In many ways, Toyer, by Gardner McKay, is a throwback to the '90s. A serial killer is on the loose (Silence of the Lambs, et al.). A strong, educated woman lives alone (Single White Female). A charming yet suspicious Average Joe shows up (The River Wild). There are opera references and snappy dialogue (every '90s movie). Shocking surprises ensue, and the tables constantly turn (The Crying Game). When Toyer premiered in 1993, it rode a wave of paranoid thrillers. That was the Decade of the Psycho Next Door. Put the lotion in the basket …
The actors who perform Toyer in a South Oakland apartment are too young to remember much of the '90s, but they play with astounding immediacy.
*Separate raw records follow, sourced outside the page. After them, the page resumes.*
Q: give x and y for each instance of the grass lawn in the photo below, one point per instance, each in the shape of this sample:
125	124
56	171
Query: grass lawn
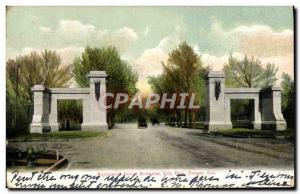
61	135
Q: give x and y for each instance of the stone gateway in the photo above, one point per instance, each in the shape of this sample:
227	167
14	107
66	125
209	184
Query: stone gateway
267	104
45	105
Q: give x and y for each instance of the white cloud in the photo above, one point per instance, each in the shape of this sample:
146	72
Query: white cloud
67	54
44	29
121	39
260	41
173	40
75	28
263	41
149	63
147	29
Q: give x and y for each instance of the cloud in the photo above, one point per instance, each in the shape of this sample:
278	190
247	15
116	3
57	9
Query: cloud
260	41
73	33
263	41
149	63
147	29
75	28
121	39
45	29
67	54
173	40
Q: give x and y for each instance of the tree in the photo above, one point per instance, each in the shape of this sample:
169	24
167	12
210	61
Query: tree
183	73
288	99
23	72
249	73
121	77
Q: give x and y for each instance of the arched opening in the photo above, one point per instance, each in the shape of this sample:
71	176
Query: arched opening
242	113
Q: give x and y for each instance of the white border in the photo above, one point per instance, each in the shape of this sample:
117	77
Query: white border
3	4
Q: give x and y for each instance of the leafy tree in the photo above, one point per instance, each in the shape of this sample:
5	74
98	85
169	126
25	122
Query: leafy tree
183	73
22	73
288	99
249	73
121	77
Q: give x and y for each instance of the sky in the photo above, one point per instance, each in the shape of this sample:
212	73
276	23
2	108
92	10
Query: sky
145	35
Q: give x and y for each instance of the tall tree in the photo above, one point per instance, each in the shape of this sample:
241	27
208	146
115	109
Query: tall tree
249	73
121	77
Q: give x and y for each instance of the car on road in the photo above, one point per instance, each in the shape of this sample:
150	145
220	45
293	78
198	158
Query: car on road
142	122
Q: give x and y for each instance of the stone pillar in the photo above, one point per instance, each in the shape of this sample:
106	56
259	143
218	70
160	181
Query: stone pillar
53	114
215	102
95	117
272	117
40	119
257	115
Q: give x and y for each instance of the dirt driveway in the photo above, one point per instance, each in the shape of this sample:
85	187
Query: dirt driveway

Director Charlie Wein stages the two-person show in an actual living room, which accommodates only a handful of guests. Seated against the wall, the audience watches as Maude and Peter play their diabolical game. Will Peter drug Maude and lobotomize her? Or is this all a prank? Is Maude a plain psychiatrist, or does a darker secret lurk within her? Whatever is going on, here we are, seated only paces from potential killer and potential victim, powerless to stop their madness.
This Toyer is a grand experiment in theater, and the production far surpasses its outrageous script. Morgan Wolk and Jamie McDonald show a playful, youthful dynamic, and Wein directs them with clever precision. Staging the play in an actual domicile began as an act of desperation, because the nameless company couldn't find a space. But kitchen-sink realism feeds Toyer's relentless claustrophobia. Wein and his cohort have turned necessity into invention. And the invention works wonders.
I do have advice, though, for skeptics: Halfway through the first act, as things turn sinister, you may feel nihilistic. Toyer flirts with exploitation, and torture porn seems imminent. For a psychiatrist, Maude is incredibly trusting, and it's easy to picture her as a skin suit. But hang in there. Unless you are an actual serial killer, the twists are certain to satisfy you. There's even a quotable moral at the end (The Usual Suspects, et al.). A wrap-up that makes you smirk and cringe? Will flannel make a comeback too?